9AA. One will become Obama Boulevard, and the other hasn’t been decided.
9AB. Darwin said to adapt or die, but I don’t belief he saw coming what we are seeing today. The mentality of BLM and Antifa leaders is very questionable. As to their political base, there is no question they carry communism to the extreme.
9AC. Portland, Seattle or any other location that allows the unrest and rioting to continue is perpetuating the “broken window” theory.
9AD. When the windows of abandoned buildings are broken out and the local governments do nothing about it, then the problem grows so bad that all the structures in the community are at risk of destruction.
9AE. Allowing violent demonstrations to continue unabated night after night are just going to result in more broken windows and greater destruction.
9AF. Our Constitution is at much greater risk now than when we were attacked by Japan or joined Britain to stop the Nazis from taking control of all the European countries. It is time to toe the line, restore our communities, and return to law and order for everyone.

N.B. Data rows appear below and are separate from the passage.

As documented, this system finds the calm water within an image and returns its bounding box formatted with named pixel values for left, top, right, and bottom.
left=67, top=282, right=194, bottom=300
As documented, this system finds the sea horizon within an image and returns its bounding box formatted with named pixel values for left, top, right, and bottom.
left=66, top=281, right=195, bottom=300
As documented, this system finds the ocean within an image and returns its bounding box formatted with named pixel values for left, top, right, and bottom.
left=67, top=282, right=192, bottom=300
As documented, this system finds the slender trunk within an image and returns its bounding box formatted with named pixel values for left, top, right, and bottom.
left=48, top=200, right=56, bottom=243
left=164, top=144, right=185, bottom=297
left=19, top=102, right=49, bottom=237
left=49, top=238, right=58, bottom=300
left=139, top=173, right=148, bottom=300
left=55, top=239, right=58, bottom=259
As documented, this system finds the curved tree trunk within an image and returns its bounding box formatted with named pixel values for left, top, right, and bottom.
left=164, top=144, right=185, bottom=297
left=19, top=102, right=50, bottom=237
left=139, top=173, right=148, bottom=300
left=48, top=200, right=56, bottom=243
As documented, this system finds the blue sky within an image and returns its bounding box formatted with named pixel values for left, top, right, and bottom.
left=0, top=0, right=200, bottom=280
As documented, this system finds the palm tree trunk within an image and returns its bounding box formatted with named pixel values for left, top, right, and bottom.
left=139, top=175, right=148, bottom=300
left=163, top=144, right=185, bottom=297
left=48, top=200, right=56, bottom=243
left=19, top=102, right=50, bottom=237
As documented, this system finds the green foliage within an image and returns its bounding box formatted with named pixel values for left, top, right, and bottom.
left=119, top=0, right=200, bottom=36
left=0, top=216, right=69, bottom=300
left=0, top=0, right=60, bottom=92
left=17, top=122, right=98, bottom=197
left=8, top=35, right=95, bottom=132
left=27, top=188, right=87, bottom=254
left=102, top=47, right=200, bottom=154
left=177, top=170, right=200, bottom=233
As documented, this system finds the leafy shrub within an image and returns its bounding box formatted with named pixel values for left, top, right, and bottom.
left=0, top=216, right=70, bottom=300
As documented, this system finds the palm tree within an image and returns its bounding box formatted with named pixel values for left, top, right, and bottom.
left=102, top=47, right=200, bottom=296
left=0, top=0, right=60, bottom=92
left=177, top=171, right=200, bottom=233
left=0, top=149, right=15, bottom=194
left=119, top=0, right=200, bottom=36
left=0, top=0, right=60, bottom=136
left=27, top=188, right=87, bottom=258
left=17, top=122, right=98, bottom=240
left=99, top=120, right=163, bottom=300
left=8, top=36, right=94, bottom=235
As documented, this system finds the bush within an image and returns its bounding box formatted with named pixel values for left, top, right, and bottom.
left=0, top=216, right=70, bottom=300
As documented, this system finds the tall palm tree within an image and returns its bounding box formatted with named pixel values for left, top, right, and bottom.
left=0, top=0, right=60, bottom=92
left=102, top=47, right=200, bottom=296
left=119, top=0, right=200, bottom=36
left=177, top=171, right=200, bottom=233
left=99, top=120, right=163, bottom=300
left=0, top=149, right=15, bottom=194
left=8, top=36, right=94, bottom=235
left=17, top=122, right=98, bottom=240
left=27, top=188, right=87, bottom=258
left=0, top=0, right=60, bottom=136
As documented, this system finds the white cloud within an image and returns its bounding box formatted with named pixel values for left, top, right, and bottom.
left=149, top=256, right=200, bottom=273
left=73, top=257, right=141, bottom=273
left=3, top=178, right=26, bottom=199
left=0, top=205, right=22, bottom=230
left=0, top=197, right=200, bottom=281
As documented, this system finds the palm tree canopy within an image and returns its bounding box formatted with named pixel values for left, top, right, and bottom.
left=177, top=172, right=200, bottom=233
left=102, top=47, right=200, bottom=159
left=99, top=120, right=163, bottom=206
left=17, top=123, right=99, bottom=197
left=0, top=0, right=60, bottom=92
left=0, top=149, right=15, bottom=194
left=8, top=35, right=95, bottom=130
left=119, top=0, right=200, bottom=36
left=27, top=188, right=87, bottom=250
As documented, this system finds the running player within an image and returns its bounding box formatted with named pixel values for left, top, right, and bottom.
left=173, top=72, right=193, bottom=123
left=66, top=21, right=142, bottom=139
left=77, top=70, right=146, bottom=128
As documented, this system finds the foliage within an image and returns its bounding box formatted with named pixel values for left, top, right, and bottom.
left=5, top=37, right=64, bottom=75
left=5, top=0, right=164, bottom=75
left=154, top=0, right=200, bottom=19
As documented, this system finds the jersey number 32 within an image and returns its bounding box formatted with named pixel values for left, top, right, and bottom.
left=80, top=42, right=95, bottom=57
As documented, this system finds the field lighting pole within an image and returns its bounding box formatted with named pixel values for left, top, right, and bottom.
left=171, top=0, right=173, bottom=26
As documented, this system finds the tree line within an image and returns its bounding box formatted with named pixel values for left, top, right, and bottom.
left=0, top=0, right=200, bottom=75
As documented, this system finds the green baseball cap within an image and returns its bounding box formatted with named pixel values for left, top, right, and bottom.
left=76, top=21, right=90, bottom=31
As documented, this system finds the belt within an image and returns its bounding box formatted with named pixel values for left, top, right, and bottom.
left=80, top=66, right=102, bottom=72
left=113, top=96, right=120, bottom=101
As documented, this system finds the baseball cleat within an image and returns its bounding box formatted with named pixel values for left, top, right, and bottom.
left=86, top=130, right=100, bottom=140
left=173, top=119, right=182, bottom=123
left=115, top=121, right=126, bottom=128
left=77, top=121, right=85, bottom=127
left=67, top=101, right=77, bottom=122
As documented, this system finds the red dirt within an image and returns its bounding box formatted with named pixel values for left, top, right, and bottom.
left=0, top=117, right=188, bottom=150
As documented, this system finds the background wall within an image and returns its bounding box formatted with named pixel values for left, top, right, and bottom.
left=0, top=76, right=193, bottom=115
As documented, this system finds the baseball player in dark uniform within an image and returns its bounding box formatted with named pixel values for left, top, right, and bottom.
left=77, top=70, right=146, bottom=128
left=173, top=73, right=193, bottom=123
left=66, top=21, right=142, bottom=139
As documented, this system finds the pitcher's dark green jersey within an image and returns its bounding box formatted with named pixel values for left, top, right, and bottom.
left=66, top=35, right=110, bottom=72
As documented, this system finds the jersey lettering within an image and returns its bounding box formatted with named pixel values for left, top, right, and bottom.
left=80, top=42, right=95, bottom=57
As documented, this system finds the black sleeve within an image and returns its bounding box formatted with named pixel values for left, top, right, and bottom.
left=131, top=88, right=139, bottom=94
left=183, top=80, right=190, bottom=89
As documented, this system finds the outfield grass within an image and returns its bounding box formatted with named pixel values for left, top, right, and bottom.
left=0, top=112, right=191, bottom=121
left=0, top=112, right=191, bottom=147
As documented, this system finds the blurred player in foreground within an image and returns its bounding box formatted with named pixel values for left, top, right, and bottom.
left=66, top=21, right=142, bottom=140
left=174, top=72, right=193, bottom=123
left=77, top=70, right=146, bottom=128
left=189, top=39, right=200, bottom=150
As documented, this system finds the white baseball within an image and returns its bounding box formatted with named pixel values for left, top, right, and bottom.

10. I couldn’t agree with my Texan friend more! What a sad tale of the consequences of leftwing meddling over the years. And now they’ve moved on to capturing local DAs and further destroying communities across America!
11. People have just GOT to pay more attention to local elections – and elections in general! – or the evil Soros and his ilk will succeed over time in destroying our constitutional Republic. ///The end.